All Aboard Florida, a unit of Fortress Investment Group LLC, plans to borrow $405 million to help finance a high-speed railway along the state’s eastern coast over the opposition of some local residents.
AAF Holdings LLC may sell five-year notes that yield about 12 percent, according to a person with knowledge of the transaction who asked not to be identified because they weren’t authorized to speak publicly about it. AAF increased the offering from $390 million previously marketed. The bonds will have a payment-in-kind toggle option, which allows interest to be paid in additional notes, the person said.
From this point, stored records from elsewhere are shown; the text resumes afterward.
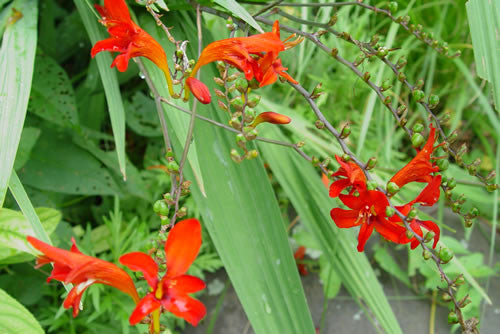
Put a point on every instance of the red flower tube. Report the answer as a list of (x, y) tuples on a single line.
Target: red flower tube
[(171, 291), (81, 270), (128, 39)]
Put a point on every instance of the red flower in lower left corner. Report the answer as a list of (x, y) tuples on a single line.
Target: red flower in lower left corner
[(171, 291), (82, 271)]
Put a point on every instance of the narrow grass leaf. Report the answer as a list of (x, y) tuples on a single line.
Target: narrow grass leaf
[(17, 56)]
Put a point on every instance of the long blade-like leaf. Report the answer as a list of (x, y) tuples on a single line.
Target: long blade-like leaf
[(109, 82), (310, 198), (17, 56)]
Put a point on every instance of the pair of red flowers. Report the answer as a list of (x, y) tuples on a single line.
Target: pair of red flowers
[(368, 207), (170, 292), (256, 56)]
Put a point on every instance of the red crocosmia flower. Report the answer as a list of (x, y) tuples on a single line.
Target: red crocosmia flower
[(419, 169), (199, 90), (367, 210), (171, 291), (299, 255), (256, 56), (128, 39), (81, 270), (271, 117), (354, 177)]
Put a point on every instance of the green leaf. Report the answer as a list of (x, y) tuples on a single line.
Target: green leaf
[(236, 9), (310, 198), (109, 81), (29, 137), (15, 318), (17, 56), (66, 168), (484, 23), (387, 262), (14, 227), (52, 95)]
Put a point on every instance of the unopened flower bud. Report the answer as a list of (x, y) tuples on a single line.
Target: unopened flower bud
[(418, 127), (392, 188), (372, 162), (426, 254), (445, 255), (417, 140), (418, 95), (433, 101), (346, 131)]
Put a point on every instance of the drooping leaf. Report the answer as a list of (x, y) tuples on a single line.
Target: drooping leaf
[(15, 318), (14, 227), (17, 56)]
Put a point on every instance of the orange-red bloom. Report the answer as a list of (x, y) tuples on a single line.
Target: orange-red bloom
[(299, 255), (256, 56), (271, 117), (367, 210), (419, 169), (128, 39), (171, 291), (354, 177), (81, 270)]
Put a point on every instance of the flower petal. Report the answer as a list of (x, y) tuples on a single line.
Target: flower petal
[(184, 284), (145, 306), (138, 261), (346, 218), (185, 307), (182, 246)]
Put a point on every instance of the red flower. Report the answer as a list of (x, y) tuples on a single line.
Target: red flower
[(367, 210), (128, 39), (81, 270), (354, 177), (256, 56), (299, 255), (171, 292), (419, 169)]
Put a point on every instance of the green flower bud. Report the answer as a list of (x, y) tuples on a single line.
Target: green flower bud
[(393, 7), (443, 164), (392, 188), (452, 318), (433, 101), (417, 140), (418, 127), (426, 254), (418, 95), (445, 255)]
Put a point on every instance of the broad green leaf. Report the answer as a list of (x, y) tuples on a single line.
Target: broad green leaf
[(484, 23), (14, 227), (241, 214), (56, 164), (309, 197), (29, 137), (235, 8), (17, 55), (109, 81), (387, 262), (15, 318), (52, 95)]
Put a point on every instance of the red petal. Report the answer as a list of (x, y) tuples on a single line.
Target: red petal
[(182, 246), (185, 307), (138, 261), (145, 306), (337, 187), (199, 90), (346, 218), (364, 233), (183, 285)]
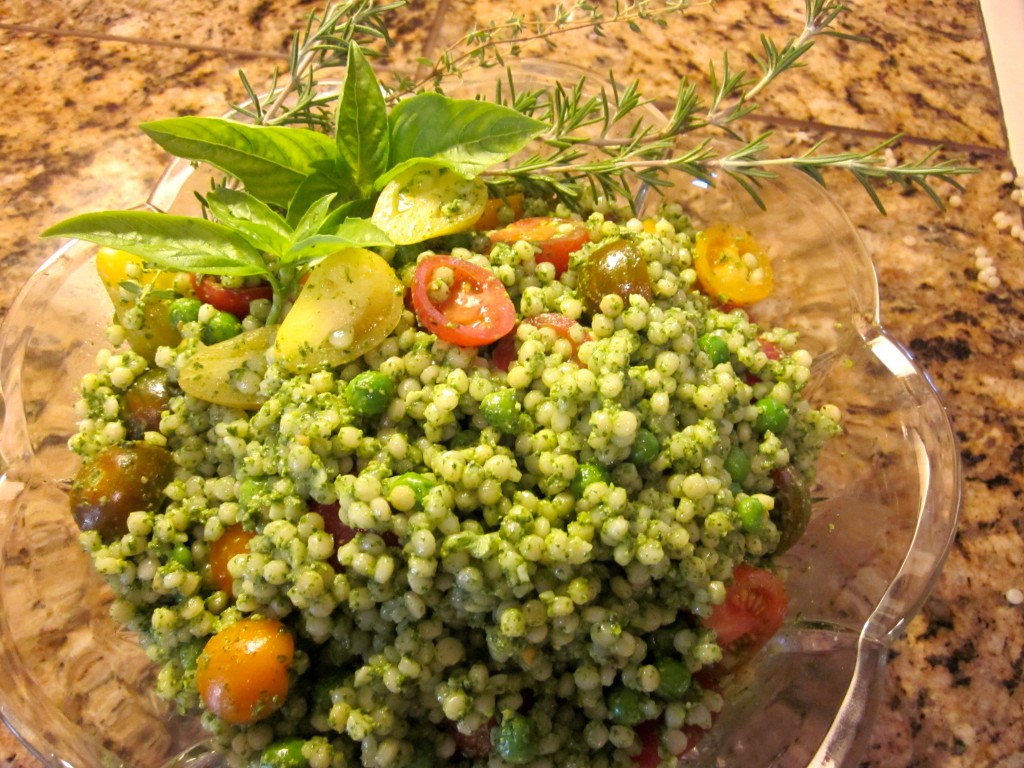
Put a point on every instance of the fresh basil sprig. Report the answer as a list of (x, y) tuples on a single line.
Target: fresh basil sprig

The company applied for a $1.6 billion loan from the Federal Railroad Administration, according to Lauren Dunaj, a spokeswoman for All Aboard Florida who works for Finn Partners.
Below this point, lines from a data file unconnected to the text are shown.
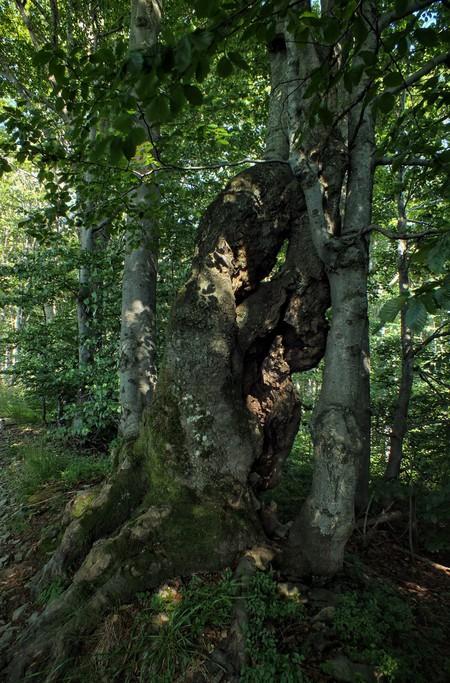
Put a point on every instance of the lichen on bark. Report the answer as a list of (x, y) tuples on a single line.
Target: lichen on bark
[(184, 497)]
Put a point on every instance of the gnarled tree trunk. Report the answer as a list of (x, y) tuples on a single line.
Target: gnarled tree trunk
[(223, 418)]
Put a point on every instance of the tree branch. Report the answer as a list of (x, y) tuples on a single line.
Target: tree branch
[(402, 236), (396, 14), (436, 335), (417, 75), (411, 161)]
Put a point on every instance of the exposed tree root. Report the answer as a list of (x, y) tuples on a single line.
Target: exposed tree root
[(222, 421), (143, 554), (95, 516)]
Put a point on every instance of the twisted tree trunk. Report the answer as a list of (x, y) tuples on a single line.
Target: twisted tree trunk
[(222, 421)]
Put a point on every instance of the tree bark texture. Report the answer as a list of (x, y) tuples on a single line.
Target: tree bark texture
[(223, 418), (137, 373), (334, 163), (400, 421)]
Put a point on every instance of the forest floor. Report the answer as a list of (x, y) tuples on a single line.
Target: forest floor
[(386, 618)]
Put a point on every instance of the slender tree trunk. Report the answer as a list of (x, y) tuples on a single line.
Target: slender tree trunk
[(223, 418), (138, 320), (400, 421), (337, 179)]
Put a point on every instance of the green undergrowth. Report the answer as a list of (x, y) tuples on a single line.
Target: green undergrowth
[(16, 406), (369, 628), (40, 462)]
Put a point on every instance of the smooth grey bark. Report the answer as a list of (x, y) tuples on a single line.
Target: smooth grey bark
[(400, 421), (337, 180), (84, 300), (137, 374), (223, 418)]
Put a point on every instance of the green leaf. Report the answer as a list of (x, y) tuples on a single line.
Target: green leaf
[(123, 122), (158, 110), (426, 36), (352, 77), (206, 8), (391, 309), (392, 80), (138, 135), (177, 99), (42, 56), (416, 314), (225, 67), (183, 54), (116, 150), (386, 102), (238, 61), (135, 62), (438, 255), (56, 69), (4, 166), (193, 95)]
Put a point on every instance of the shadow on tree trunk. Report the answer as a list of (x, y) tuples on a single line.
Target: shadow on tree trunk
[(185, 495)]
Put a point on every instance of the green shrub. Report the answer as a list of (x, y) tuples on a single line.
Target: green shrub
[(40, 462), (16, 406), (378, 627), (269, 614)]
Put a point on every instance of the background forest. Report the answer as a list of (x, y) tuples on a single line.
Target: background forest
[(95, 142)]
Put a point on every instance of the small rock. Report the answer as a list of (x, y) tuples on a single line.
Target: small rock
[(343, 670), (323, 595), (33, 618), (19, 612), (325, 615), (7, 637)]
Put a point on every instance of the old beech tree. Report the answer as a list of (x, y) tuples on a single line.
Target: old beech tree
[(185, 494)]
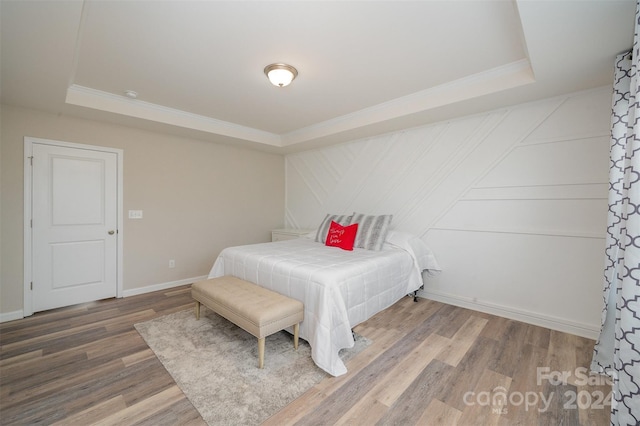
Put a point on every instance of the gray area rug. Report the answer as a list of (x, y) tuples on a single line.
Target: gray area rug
[(215, 363)]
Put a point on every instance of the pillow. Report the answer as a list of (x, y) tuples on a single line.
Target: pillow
[(342, 236), (321, 233), (372, 230)]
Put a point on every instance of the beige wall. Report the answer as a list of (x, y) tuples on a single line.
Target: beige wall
[(198, 197)]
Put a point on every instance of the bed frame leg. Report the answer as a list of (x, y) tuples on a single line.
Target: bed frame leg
[(415, 293)]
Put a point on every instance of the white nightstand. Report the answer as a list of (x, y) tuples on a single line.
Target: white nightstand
[(288, 234)]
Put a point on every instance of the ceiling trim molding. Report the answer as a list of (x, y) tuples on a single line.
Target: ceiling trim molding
[(104, 101), (508, 76)]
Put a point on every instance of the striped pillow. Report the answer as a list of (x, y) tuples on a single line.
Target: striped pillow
[(323, 230), (372, 230)]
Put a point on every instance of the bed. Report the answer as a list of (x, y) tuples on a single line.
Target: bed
[(339, 288)]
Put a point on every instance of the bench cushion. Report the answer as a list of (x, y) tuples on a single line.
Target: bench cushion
[(257, 310)]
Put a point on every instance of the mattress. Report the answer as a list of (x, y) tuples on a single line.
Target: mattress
[(339, 288)]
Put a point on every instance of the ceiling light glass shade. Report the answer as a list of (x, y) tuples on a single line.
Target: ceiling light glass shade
[(280, 74)]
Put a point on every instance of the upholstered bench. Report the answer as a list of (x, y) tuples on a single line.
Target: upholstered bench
[(259, 311)]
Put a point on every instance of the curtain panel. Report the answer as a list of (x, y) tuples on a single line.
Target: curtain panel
[(617, 351)]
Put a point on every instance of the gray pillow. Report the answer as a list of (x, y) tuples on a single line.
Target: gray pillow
[(372, 230), (323, 230)]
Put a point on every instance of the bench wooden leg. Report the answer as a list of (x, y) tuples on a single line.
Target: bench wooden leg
[(261, 353)]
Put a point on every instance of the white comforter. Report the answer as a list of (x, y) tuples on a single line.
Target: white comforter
[(339, 289)]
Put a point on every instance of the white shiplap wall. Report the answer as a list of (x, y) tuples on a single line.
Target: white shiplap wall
[(513, 203)]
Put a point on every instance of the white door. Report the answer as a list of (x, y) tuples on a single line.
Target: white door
[(74, 229)]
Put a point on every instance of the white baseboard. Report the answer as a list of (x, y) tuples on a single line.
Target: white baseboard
[(554, 323), (161, 286), (11, 316)]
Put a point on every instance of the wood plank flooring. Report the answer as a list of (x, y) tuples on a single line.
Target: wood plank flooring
[(429, 364)]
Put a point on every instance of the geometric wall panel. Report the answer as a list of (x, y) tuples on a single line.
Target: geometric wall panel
[(533, 176)]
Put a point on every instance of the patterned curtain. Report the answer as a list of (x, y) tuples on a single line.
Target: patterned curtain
[(617, 351)]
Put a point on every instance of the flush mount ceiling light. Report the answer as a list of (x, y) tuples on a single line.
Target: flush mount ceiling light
[(280, 74)]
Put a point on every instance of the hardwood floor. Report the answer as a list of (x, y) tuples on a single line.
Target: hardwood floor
[(429, 364)]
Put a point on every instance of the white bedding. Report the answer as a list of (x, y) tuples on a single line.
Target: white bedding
[(339, 288)]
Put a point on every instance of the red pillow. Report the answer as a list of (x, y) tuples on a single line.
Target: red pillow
[(342, 236)]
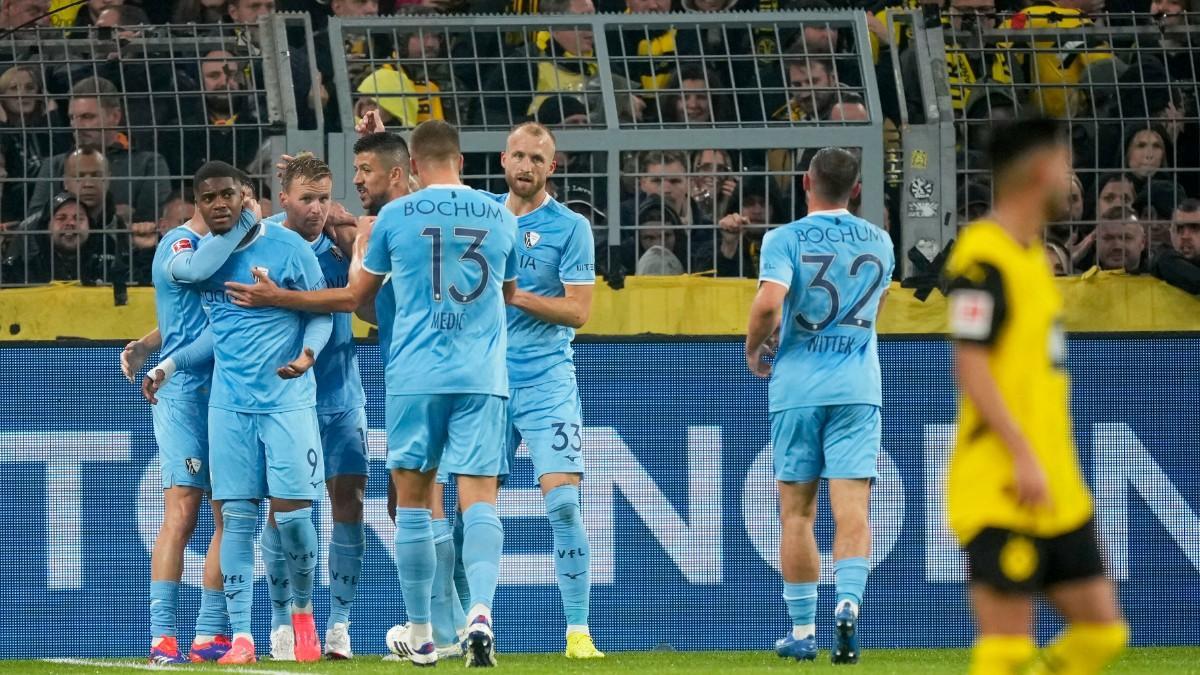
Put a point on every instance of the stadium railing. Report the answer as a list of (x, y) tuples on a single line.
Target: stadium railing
[(169, 121), (1116, 81), (609, 107)]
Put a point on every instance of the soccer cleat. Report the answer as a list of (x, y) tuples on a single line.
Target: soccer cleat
[(304, 628), (240, 652), (337, 641), (166, 652), (480, 644), (213, 650), (283, 644), (397, 643), (799, 650), (580, 645), (845, 649)]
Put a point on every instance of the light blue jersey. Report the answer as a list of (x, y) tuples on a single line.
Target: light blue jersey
[(339, 382), (449, 250), (555, 249), (837, 268), (252, 344), (180, 316), (385, 314)]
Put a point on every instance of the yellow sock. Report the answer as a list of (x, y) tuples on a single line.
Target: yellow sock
[(1083, 649), (1001, 655)]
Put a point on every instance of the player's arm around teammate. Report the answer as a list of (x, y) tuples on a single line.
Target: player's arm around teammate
[(1015, 496)]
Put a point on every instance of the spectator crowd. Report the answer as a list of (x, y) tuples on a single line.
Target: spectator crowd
[(108, 106)]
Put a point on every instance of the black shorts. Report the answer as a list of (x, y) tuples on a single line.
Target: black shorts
[(1019, 563)]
Bankers at JPMorgan Chase & Co., which is helping to manage the sale, declined to comment on the offering, spokeswoman Tasha Pelio wrote in a June 13 e-mail.
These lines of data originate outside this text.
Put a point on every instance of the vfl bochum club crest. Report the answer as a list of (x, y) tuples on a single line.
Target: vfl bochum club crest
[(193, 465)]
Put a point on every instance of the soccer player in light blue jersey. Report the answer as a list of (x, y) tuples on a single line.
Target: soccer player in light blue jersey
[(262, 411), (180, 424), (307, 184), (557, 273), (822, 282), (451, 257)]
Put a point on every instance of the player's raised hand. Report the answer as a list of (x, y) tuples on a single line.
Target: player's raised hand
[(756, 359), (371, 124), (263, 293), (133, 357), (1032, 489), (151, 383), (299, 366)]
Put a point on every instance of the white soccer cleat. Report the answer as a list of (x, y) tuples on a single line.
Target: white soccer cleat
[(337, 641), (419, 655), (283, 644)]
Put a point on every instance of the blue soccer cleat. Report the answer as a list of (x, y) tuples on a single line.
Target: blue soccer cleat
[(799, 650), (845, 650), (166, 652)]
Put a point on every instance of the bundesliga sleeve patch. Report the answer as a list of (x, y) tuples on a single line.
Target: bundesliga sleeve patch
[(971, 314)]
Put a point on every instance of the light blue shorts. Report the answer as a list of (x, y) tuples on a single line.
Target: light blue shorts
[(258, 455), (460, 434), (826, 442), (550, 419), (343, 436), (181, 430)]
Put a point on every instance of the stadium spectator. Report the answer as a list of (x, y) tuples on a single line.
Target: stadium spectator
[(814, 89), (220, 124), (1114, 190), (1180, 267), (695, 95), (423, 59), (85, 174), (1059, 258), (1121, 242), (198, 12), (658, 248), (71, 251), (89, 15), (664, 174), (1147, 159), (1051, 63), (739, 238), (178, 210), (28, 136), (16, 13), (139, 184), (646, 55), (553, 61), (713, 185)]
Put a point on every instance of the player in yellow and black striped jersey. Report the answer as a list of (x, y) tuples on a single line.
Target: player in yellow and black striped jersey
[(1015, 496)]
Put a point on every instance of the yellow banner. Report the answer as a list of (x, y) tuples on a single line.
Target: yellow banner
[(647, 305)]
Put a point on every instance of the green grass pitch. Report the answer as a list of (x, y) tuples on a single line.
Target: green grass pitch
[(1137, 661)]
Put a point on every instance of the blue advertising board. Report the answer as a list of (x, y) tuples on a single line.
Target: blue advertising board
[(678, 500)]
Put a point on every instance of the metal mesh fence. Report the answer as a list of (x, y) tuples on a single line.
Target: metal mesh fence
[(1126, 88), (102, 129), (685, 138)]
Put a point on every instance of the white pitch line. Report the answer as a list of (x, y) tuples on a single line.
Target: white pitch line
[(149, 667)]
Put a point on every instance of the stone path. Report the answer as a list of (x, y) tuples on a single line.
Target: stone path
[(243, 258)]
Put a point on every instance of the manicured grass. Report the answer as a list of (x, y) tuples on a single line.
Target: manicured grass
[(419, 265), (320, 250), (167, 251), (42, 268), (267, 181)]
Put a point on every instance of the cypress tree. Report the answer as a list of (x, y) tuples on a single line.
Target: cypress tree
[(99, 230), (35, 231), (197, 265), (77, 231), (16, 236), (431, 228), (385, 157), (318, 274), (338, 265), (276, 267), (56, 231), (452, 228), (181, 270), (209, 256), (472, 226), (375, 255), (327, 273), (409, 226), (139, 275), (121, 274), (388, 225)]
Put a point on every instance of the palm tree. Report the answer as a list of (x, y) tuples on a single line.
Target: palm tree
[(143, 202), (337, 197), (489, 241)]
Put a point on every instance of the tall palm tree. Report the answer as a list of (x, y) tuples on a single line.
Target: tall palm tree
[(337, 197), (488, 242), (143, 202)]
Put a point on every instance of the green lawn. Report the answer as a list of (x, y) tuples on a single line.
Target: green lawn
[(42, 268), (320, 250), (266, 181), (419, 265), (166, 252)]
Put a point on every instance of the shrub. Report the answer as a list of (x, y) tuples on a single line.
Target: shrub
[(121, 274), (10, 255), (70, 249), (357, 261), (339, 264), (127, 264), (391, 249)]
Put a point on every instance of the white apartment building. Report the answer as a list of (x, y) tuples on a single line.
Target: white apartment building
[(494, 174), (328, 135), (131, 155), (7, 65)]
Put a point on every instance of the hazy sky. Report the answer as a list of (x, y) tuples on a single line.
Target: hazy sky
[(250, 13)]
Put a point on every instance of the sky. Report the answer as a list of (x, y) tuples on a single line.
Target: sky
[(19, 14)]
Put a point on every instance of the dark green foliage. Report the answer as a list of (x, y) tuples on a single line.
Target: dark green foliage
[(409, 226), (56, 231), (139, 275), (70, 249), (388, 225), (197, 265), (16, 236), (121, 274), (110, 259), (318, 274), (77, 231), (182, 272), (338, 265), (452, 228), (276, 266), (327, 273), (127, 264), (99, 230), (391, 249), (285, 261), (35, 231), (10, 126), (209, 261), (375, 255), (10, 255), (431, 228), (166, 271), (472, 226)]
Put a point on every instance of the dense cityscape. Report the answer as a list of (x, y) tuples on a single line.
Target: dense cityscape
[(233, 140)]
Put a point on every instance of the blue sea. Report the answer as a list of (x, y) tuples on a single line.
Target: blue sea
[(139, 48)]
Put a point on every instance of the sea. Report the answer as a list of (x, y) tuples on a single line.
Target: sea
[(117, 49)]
The railway, estimated to cost more than $2 billion, would link Miami to Orlando with transit times of less than three hours, according to the project’s website. Orlando and Miami are the top tourist destinations in Florida. The train will also stop at downtown locations in Fort Lauderdale and West Palm Beach, population centers with international airports.
The train will speed past smaller, less-affluent towns and cities along Florida’s east coast without stopping. Some jurisdictions, including Port St. Lucie and Martin County, have passed resolutions against the project, saying it will create noise and traffic problems.
Florida’s Republican Governor, Rick Scott, sent letters to All Aboard Florida and the Federal Railroad Administration last week asking for more time for public input before the project is approved.
Fortress, the first publicly traded private-equity and hedge-fund manager in the U.S., acquired All Aboard Florida’s parent company, Florida East Coast Industries Inc., for $2.65 billion in July 2007, according to data compiled by Bloomberg.